Evrydiki Sifneos is Senior Research Associate at the Institute for Neohellenic Research of the National Hellenic Research Foundation, Athens, in the program of History of Enterprises and Industrial Archaeology. She is holds a doctorate from the École des Hautes Études en Sciences Sociales. Her interests focus on the economic and social history of the Aegean region and the history of the Greek diaspora in Russia. A scholar of business history and industrial archaeology, Evrydiki Sifneos has managed research projects in museums of material culture and is currently directing two projects: "Greek entrepreneurs in the Black Sea and the Sea of Azov (19th-20th c.)" and "The olive-oil and soap-making industry in Greece (19th-20th c.)." Her most recent book is Greek Merchants in the Azov Sea: The Power and the Limits of a Family Enterprise (in Greek, 2009).
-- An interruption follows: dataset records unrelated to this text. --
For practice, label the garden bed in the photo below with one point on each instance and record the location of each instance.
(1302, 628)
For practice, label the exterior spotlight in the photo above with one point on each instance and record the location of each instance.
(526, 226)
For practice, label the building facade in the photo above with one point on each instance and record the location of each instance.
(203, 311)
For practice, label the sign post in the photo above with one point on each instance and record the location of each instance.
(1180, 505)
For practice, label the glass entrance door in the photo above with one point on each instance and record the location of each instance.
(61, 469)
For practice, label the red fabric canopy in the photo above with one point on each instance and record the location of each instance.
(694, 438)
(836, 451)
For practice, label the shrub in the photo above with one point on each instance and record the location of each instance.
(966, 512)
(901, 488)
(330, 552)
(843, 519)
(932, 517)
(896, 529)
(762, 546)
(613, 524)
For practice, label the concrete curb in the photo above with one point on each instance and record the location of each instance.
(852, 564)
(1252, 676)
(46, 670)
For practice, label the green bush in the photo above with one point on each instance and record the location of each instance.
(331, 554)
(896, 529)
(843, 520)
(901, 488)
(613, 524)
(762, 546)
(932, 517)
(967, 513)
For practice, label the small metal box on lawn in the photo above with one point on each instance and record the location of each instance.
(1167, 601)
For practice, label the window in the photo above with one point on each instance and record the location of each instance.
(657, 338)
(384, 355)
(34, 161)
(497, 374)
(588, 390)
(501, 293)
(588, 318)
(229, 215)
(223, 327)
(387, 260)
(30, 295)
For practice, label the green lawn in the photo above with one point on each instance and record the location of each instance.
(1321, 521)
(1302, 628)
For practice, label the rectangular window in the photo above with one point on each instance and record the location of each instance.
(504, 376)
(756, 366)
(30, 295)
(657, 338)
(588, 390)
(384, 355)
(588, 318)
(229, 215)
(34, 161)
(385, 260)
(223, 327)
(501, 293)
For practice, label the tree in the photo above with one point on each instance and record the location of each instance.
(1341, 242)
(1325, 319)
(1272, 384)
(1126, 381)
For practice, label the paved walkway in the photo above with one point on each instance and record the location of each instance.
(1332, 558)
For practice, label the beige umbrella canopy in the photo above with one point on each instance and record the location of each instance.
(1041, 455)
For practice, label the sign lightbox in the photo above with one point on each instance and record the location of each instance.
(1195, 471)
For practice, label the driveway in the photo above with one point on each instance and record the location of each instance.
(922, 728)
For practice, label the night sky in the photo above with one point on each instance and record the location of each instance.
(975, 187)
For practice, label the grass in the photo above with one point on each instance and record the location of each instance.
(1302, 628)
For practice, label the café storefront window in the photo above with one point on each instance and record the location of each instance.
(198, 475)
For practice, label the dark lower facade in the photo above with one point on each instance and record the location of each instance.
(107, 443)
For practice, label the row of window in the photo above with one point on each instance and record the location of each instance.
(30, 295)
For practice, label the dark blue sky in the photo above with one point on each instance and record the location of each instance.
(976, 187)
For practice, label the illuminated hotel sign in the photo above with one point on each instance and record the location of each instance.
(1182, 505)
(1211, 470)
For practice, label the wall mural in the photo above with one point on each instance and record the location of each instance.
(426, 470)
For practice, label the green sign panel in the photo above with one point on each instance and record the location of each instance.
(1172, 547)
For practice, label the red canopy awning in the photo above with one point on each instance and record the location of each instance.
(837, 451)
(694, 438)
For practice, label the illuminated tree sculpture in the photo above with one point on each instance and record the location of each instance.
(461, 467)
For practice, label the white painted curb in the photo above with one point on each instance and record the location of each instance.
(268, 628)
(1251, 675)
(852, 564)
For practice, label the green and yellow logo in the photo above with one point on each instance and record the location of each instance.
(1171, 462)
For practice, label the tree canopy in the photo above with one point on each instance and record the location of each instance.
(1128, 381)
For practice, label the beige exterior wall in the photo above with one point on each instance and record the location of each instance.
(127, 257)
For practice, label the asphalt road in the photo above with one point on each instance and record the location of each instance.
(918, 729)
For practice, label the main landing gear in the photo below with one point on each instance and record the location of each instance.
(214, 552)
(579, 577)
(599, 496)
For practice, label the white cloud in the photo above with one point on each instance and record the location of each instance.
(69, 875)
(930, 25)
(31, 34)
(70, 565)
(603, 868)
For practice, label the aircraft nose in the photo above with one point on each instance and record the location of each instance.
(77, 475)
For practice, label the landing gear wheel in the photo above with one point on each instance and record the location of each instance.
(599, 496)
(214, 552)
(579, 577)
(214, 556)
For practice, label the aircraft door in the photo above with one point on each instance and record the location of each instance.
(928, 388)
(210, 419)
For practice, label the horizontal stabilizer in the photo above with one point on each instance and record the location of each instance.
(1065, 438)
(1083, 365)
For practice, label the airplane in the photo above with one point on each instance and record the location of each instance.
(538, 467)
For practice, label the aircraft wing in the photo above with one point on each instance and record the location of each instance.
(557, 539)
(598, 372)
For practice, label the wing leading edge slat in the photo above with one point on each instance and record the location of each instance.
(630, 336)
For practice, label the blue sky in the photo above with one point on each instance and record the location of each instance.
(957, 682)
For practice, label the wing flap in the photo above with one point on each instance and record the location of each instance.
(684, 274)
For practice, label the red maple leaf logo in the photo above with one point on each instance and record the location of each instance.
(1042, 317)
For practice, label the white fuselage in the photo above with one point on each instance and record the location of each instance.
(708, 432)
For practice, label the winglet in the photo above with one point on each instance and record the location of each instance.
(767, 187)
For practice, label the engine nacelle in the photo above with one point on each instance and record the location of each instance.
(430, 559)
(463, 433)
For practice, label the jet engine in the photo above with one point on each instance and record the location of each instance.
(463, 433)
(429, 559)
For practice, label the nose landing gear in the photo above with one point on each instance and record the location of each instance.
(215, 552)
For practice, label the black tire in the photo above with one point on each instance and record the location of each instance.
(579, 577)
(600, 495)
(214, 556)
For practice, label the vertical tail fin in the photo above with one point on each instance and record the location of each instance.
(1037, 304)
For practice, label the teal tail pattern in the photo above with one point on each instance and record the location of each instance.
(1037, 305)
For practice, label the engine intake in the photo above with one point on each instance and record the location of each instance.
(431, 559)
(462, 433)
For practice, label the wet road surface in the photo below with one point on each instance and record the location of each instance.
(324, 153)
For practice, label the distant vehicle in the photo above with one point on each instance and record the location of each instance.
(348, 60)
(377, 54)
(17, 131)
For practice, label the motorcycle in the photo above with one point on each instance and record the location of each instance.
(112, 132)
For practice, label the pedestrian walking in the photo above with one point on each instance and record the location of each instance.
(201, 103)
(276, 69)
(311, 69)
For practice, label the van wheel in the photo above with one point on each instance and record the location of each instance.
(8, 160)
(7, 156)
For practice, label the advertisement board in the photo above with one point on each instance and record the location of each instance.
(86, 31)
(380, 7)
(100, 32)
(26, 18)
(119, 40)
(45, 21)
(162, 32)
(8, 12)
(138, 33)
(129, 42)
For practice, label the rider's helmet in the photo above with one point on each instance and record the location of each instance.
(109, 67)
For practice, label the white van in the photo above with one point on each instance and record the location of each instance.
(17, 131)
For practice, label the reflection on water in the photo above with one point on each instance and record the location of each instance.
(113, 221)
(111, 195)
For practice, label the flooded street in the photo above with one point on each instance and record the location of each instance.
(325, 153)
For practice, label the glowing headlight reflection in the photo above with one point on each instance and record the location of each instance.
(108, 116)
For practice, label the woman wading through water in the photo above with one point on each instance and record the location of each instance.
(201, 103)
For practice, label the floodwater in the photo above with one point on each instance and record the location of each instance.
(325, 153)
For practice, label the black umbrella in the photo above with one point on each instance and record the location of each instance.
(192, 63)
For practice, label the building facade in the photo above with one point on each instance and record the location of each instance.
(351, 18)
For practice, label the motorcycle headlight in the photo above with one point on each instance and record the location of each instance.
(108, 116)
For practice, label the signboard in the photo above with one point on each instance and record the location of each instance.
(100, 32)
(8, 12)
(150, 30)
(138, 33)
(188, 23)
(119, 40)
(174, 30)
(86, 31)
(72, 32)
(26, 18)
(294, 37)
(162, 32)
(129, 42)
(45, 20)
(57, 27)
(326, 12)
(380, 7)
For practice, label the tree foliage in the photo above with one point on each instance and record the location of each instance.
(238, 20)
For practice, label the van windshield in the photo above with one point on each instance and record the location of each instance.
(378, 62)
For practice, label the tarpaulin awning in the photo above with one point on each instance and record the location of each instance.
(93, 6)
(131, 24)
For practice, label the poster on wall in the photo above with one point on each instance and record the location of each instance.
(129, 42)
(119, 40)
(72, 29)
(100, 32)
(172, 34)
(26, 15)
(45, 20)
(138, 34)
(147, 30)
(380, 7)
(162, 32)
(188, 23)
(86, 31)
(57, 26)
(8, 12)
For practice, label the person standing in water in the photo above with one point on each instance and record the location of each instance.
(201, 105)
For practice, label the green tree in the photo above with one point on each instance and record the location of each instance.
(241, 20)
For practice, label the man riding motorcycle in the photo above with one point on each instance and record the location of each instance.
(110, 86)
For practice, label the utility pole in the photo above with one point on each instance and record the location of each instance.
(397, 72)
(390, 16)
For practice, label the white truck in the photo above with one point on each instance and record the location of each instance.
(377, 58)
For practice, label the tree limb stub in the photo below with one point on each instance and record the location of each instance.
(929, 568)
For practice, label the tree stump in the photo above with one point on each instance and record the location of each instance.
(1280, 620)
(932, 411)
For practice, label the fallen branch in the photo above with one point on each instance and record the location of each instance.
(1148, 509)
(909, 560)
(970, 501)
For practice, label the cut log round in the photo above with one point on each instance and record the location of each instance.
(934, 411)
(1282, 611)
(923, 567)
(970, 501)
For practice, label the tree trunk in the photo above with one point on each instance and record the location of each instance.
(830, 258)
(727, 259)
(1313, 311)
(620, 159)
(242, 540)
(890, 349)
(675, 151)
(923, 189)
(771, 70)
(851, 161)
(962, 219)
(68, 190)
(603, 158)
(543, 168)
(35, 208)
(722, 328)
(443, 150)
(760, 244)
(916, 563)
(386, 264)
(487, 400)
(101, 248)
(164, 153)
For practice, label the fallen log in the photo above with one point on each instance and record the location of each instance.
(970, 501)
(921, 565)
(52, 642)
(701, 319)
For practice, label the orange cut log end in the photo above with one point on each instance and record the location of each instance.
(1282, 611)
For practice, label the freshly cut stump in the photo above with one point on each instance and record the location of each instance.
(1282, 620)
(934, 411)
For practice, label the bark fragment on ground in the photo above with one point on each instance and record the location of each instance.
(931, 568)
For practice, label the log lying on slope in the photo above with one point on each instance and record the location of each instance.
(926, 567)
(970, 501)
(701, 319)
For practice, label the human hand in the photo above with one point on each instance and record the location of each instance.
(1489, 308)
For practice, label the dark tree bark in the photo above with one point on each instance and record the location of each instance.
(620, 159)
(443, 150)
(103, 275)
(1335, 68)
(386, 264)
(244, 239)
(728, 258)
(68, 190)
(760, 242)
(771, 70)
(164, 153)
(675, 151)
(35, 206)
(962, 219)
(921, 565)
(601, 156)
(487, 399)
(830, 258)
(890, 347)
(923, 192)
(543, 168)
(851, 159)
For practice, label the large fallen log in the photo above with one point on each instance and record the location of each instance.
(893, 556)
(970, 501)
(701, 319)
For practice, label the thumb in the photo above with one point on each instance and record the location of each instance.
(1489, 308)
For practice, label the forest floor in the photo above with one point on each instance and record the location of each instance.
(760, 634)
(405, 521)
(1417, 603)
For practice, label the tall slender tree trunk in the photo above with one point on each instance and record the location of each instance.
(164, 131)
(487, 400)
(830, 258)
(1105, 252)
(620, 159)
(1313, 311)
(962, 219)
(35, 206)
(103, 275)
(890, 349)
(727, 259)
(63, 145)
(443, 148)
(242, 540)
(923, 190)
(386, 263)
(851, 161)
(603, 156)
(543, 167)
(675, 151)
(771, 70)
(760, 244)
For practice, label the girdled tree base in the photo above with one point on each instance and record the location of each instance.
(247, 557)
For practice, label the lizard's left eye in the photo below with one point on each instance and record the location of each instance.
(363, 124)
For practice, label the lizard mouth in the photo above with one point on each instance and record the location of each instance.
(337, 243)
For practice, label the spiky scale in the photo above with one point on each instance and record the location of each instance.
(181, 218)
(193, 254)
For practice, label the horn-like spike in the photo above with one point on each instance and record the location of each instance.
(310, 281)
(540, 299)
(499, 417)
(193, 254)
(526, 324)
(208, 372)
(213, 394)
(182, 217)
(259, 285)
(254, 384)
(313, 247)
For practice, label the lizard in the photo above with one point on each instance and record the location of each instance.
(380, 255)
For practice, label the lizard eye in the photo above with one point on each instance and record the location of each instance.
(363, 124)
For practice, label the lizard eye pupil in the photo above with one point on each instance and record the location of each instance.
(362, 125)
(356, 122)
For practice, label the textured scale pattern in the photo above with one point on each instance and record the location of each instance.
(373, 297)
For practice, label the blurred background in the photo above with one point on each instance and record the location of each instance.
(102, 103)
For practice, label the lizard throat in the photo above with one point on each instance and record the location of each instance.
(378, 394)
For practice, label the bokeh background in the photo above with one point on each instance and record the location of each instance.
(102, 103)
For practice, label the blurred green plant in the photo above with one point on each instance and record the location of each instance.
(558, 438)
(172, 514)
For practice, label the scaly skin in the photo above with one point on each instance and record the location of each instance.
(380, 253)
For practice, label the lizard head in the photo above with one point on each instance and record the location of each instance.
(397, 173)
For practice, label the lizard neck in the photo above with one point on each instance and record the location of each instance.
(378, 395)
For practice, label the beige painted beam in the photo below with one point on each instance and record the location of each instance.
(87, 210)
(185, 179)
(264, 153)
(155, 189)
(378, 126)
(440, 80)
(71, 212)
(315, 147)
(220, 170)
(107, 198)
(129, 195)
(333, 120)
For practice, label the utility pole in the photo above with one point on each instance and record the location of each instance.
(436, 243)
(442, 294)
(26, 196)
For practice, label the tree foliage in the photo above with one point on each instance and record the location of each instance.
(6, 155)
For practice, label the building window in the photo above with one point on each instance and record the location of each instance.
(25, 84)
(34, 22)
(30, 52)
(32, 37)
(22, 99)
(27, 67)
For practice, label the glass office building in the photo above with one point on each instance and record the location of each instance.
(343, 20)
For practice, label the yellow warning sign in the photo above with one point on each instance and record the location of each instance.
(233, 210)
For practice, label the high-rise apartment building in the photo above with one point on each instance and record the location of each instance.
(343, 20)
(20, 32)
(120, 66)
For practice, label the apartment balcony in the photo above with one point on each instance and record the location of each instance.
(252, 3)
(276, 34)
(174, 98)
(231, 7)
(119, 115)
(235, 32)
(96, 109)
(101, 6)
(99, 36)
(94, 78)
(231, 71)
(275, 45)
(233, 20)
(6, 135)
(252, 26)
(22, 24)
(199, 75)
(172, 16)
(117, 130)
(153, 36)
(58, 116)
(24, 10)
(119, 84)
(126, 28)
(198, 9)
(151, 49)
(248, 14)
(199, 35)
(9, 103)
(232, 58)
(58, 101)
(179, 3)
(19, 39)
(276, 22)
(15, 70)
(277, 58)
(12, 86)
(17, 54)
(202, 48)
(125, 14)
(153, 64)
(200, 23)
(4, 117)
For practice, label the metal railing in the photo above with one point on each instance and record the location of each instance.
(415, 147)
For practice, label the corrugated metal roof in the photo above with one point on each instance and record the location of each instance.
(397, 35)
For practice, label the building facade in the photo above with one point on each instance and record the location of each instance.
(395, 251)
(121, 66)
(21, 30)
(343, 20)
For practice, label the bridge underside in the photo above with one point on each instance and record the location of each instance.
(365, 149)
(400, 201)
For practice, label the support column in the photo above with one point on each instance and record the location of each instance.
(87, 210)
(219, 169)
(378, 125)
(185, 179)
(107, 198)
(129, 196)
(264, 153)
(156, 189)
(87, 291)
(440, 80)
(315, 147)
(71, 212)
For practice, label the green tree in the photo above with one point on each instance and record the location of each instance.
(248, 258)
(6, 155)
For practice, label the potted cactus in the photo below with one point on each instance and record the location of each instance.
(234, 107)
Gonda Van Steen earned B.A. and M.A. degrees in Classics in her native Belgium and a Ph.D. degree in Classics and Hellenic Studies from Princeton University. As the Cassas Chair in Greek Studies at the University of Florida, she teaches courses in ancient and modern Greek language and literature. Her research interests include classical drama, French travelers to Greece and the Ottoman Empire, nineteenth and twentieth-century receptions of the classics, Greek feminism, and contemporary Greek intellectual history. Van Steen's first book, Venom in Verse: Aristophanes in Modern Greece , was published by Princeton University Press in 2000 and was awarded the John D. Criticos Prize from the London Hellenic Society. In her book of 2010, Liberating Hellenism from the Ottoman Empire, revolutionary uses of Aeschylus' Persians (1820s) and The Venus de Milo take center stage. Van Steen recently published another book titled Theatre of the Condemned: Classical Tragedy on Greek Prison Islands (Oxford University Press, 2011), which discusses the ancient tragedies that were produced by the political prisoners of the Greek Civil War (late 1940s through 1950s).